Midway to the greenhouse, I pass by a fire pit surrounded by a low stone retaining wall. A steel fifty-gallon drum vented with bullet holes stands upright in the center of the pit. Growing up, we handled our trash much the same way, by putting everything that couldn’t be composted into a big drum and burning it. If we were lucky, Datt would let Jacob and Sarah and me roast marshmallows.

Thunder rumbles like the long, low growl of a cross dog. The wind has picked up just enough to turn the maple leaves silver side up, their shimmering surfaces contrasting sharply against the black sky. I smell the acrid scent of ash and something else that gives me pause.

I breathe in deeply, trying to place the smell. It’s earthy and spicy and slightly exotic. It reminds me of Christmas ham at the farm. Clove, I realize, and my heart begins to pound. Turning, I walk back to the fire pit, step down off the retaining wall, cross to the drum, and peer inside. It’s half-full of partially burned trash. I see part of a cereal box, a melted bread wrapper. The smell of clove is stronger, definitely emanating from inside the barrel.

Using my foot, I shove the drum onto its side. Ash flies as the contents spill out on the ground. Looking around, I spot a charred branch and use it to poke through the ashes. I uncover an old piece of garden hose, a plastic flowerpot. Bending, I upend the barrel. That’s when I notice the partially burned pack of cigarettes.

Clove cigarettes.

For the span of several heartbeats, all I can do is stare while my mind scrambles to make sense of what I see. It’s the same brand Sadie was smoking that day on the bridge. What are the odds of an Amish couple having a pack of clove cigarettes in their trash? The same obscure brand that a missing girl was known to smoke?

I pull out my phone and dial Tomasetti. “I think I have something,” I say by way of greeting.

“Lay it on me.”

I tell him about the cigarettes. “Sadie Miller smoked the same brand.”

“Where are the Masts?”

“There’s no one here.”

We fall silent, and I know he’s running this new information through his brain, seeking that elusive connection that will make everything click. “Tomasetti, I think they might be involved.”

“Kate, another kid went missing last night,” he tells me. “A boy.

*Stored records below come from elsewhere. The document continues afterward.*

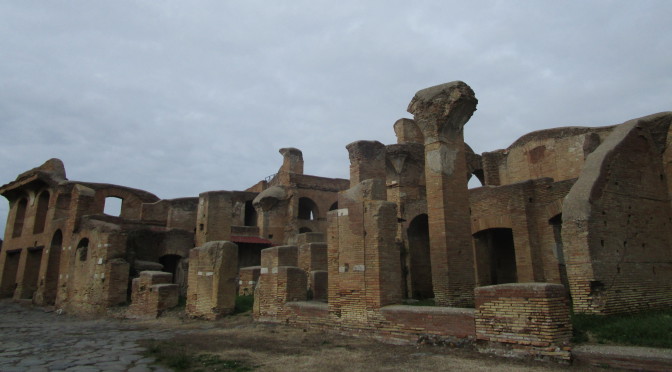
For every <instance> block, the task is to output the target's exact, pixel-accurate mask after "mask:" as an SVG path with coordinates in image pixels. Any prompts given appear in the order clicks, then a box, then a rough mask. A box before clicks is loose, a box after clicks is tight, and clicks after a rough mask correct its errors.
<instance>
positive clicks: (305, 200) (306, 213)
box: [297, 197, 318, 221]
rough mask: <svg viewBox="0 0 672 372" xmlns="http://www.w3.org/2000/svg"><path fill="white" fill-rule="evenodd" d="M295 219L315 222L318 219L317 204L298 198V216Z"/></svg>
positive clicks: (313, 201) (308, 199)
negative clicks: (299, 219)
mask: <svg viewBox="0 0 672 372" xmlns="http://www.w3.org/2000/svg"><path fill="white" fill-rule="evenodd" d="M297 217H298V218H299V219H300V220H310V221H312V220H316V219H317V217H318V214H317V204H315V202H314V201H312V200H311V199H310V198H306V197H303V198H299V214H298V216H297Z"/></svg>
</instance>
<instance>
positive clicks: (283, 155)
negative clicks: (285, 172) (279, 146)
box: [280, 147, 303, 174]
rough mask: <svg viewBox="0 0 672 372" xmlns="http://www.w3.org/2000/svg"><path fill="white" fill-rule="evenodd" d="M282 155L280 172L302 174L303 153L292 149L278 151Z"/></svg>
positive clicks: (283, 149)
mask: <svg viewBox="0 0 672 372" xmlns="http://www.w3.org/2000/svg"><path fill="white" fill-rule="evenodd" d="M280 154H282V158H283V160H282V167H281V168H280V172H289V173H297V174H303V153H302V152H301V150H299V149H297V148H294V147H285V148H282V149H280Z"/></svg>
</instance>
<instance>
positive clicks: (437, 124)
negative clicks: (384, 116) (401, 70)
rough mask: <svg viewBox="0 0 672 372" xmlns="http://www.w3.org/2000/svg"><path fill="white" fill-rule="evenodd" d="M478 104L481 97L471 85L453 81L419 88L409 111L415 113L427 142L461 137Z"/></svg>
mask: <svg viewBox="0 0 672 372" xmlns="http://www.w3.org/2000/svg"><path fill="white" fill-rule="evenodd" d="M477 104H478V99H476V96H475V94H474V91H473V90H472V89H471V88H470V87H469V85H467V84H465V83H464V82H461V81H453V82H450V83H446V84H441V85H436V86H433V87H429V88H425V89H422V90H420V91H418V92H417V93H416V94H415V96H414V97H413V99H412V100H411V102H410V103H409V104H408V109H407V111H408V112H409V113H411V114H413V117H414V120H415V123H416V124H417V125H418V128H420V130H421V131H422V134H423V135H424V140H425V144H426V145H427V144H432V143H435V142H446V141H447V140H448V139H449V138H454V137H455V136H460V137H461V136H462V134H463V128H464V125H465V124H466V123H467V121H469V119H470V118H471V115H473V113H474V111H476V105H477Z"/></svg>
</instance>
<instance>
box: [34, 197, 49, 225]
mask: <svg viewBox="0 0 672 372" xmlns="http://www.w3.org/2000/svg"><path fill="white" fill-rule="evenodd" d="M48 209H49V191H43V192H42V193H41V194H40V197H39V198H38V199H37V210H36V211H35V225H34V226H33V234H40V233H42V232H43V231H44V225H45V223H46V221H47V210H48Z"/></svg>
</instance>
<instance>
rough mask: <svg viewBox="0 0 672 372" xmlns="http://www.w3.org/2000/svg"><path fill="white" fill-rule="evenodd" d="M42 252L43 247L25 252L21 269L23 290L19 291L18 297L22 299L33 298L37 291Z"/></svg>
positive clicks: (20, 290) (28, 248)
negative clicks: (35, 291)
mask: <svg viewBox="0 0 672 372" xmlns="http://www.w3.org/2000/svg"><path fill="white" fill-rule="evenodd" d="M43 251H44V247H30V248H28V249H27V250H26V253H27V255H26V265H25V266H24V269H23V288H22V289H21V290H20V291H19V296H20V298H22V299H29V298H33V294H34V293H35V291H36V290H37V285H38V278H39V274H40V266H41V264H42V253H43Z"/></svg>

Sixteen years old.”

“Shit,” I mutter. “Where?”

“Alexandria. About fifty miles north of here.”

“Amish?”

“Yeah.”

“Troubled?”

“He’s had a couple of scrapes with the law. We’re still gathering information.”

“He fits the pattern,” I hear myself say.

“Get out of there.” He says the words easily, as if they are a suggestion that has just occurred to him. But I sense he’s worried about my being here alone. “I’ll get started on a warrant.”

A clap of thunder makes me jump. “Look, the sky’s getting ready to open up.” I start toward the Explorer. “I’ll give you a call from the sheriff’s office.”

“Be careful.”

“You know it,” I say, but he’s already disconnected.

Smiling, I shake my head. “Tomasetti,” I mutter, and reach for the door handle. I’m sliding behind the wheel, stabbing the key into the ignition when I notice the door to the slaughter shed is standing open.